Cosenza, 25 giugno 2025 – La cessione del Cosenza Calcio al momento non ha prodotto risultati concreti. Dopo voci e speranze di una fumata bianca imminente, la trattativa sembra incagliata e la piazza, ieri, ha reagito con preoccupazione: pochi tifosi si sono radunati in Piazza Carratelli, alcuni con striscioni e cori, per manifestare le proprie ansie sul futuro del club.

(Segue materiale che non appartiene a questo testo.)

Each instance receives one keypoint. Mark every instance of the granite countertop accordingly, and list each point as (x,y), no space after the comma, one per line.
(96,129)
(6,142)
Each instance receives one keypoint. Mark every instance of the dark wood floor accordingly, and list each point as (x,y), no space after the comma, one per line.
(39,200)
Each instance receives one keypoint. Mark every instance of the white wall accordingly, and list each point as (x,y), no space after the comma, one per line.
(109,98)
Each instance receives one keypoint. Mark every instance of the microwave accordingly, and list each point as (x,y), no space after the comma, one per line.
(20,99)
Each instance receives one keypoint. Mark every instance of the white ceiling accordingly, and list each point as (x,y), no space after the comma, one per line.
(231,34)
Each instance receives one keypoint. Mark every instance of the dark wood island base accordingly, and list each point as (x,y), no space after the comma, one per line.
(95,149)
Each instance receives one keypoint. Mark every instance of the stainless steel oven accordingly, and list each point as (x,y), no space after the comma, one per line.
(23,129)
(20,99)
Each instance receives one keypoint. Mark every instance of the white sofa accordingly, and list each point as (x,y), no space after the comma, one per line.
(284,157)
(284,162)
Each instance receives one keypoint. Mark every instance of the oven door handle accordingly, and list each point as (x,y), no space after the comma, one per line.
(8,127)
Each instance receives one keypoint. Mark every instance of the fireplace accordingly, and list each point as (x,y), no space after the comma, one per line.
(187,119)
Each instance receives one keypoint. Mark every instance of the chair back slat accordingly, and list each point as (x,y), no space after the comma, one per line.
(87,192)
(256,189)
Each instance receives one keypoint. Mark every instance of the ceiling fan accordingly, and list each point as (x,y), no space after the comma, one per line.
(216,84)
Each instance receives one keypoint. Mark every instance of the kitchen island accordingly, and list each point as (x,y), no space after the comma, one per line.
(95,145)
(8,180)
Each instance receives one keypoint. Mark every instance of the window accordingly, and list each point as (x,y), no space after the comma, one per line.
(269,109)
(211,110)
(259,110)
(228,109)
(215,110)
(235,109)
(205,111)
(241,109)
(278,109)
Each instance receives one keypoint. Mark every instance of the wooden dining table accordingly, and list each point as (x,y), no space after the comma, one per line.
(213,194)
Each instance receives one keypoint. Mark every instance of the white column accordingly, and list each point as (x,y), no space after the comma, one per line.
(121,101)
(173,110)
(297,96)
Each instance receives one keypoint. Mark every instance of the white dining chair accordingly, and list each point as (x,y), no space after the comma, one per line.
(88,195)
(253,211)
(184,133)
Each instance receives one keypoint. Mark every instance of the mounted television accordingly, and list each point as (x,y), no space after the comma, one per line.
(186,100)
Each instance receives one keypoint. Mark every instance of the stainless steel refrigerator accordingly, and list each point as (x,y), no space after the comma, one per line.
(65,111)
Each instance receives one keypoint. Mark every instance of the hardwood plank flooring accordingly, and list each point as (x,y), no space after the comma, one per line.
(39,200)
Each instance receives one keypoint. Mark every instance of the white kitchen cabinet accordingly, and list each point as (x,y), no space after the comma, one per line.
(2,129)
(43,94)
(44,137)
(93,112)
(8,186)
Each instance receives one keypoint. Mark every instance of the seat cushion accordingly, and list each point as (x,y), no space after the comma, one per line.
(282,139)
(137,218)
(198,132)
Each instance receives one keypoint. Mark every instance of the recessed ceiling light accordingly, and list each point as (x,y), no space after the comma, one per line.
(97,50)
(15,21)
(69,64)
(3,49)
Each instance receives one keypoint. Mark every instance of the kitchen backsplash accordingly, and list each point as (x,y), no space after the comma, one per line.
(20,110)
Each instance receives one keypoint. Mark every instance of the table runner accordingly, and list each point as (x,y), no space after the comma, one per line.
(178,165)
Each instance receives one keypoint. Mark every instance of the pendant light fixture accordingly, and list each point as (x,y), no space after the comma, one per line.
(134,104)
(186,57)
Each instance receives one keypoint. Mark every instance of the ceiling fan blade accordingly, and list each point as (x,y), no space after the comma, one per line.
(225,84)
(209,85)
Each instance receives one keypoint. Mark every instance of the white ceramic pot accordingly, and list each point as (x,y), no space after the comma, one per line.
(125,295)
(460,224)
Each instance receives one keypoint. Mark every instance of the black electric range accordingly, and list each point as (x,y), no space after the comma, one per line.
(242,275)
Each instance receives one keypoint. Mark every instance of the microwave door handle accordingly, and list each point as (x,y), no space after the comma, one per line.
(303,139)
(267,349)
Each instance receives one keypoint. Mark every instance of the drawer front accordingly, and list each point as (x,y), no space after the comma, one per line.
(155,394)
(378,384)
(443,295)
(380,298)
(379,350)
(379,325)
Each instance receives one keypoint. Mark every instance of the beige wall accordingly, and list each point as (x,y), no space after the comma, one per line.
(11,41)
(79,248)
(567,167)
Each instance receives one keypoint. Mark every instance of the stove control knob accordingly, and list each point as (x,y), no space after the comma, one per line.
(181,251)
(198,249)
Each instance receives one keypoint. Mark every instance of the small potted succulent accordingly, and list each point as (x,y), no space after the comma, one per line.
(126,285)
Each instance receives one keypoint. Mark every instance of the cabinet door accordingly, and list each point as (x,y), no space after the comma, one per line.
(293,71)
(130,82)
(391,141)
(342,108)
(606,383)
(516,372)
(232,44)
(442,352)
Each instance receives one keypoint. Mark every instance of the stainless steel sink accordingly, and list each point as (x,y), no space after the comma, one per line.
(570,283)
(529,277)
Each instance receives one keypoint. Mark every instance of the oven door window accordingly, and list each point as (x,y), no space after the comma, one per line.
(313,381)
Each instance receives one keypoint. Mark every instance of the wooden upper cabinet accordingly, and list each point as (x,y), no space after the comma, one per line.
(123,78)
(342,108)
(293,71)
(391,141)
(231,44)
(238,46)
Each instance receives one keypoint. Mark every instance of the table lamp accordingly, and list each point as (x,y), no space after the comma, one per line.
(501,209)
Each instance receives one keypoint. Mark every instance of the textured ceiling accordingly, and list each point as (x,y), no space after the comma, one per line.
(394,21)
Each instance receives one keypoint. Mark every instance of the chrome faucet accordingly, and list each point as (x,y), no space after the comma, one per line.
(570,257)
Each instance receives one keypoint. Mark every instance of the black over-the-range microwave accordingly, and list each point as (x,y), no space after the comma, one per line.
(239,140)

Negli ultimi giorni si era parlato di un passaggio di proprietà da Eugenio Guarascio a un gruppo guidato da Vincenzo Oliva, imprenditore calabro-emiliano affiancato da soci del modenese. Si vociferava che Oliver potesse subentrare con l’80% delle quote, lasciando al presidente uscente una partecipazione del 20%. Tuttavia, fonti di TifoCosenza segnalano che l’operazione si è “bruscamente arenata” e che i tempi sono tutt’altro che certi. TEN TV ha detto chiaramente: “Sfuma o quasi la trattativa per la cessione del Cosenza”.
La reazione dei sostenitori non si è fatta attendere. Ieri una trentina di tifosi – in larga parte ultras – ha riempito la piazza centrale di Cosenza, chiedendo chiarezza e velocità di svolta. Sui volti si leggeva tensione: tra chi teme un ennesimo stallo e chi accusa Guarascio di usare la trattativa per guadagnare tempo, il malessere cresce.
Nonostante lo stallo societario, trapelano notizie su modifiche tecniche già in cantiere: Daniele Faggiano – ex Catania – era stato avvicinato come nuovo direttore sportivo, mentre Pierpaolo Bisoli avrebbe ricevuto inviti per tornare a sedersi sulla panchina rossoblù. Ma se la cessione non decolla, anche questi piani restano sospesi – tanto che Faggiano ha iniziato a guardarsi intorno, con interesse manifestato nei confronti della Salernitana.
Il quadro odierno è piuttosto incerto. Cosenza rischia di restare appesa a un limbo societario, con un effetto domino che potrebbe destabilizzare anche l’aspetto sportivo. La tifoseria chiede segnali forti: una svolta nella proprietà e un piano chiaro per il futuro. Al momento, però, la palla resta ferma, e il tempo stringe: tra ritiri, mercato e preparazione, ogni giorno di ritardo può pesare.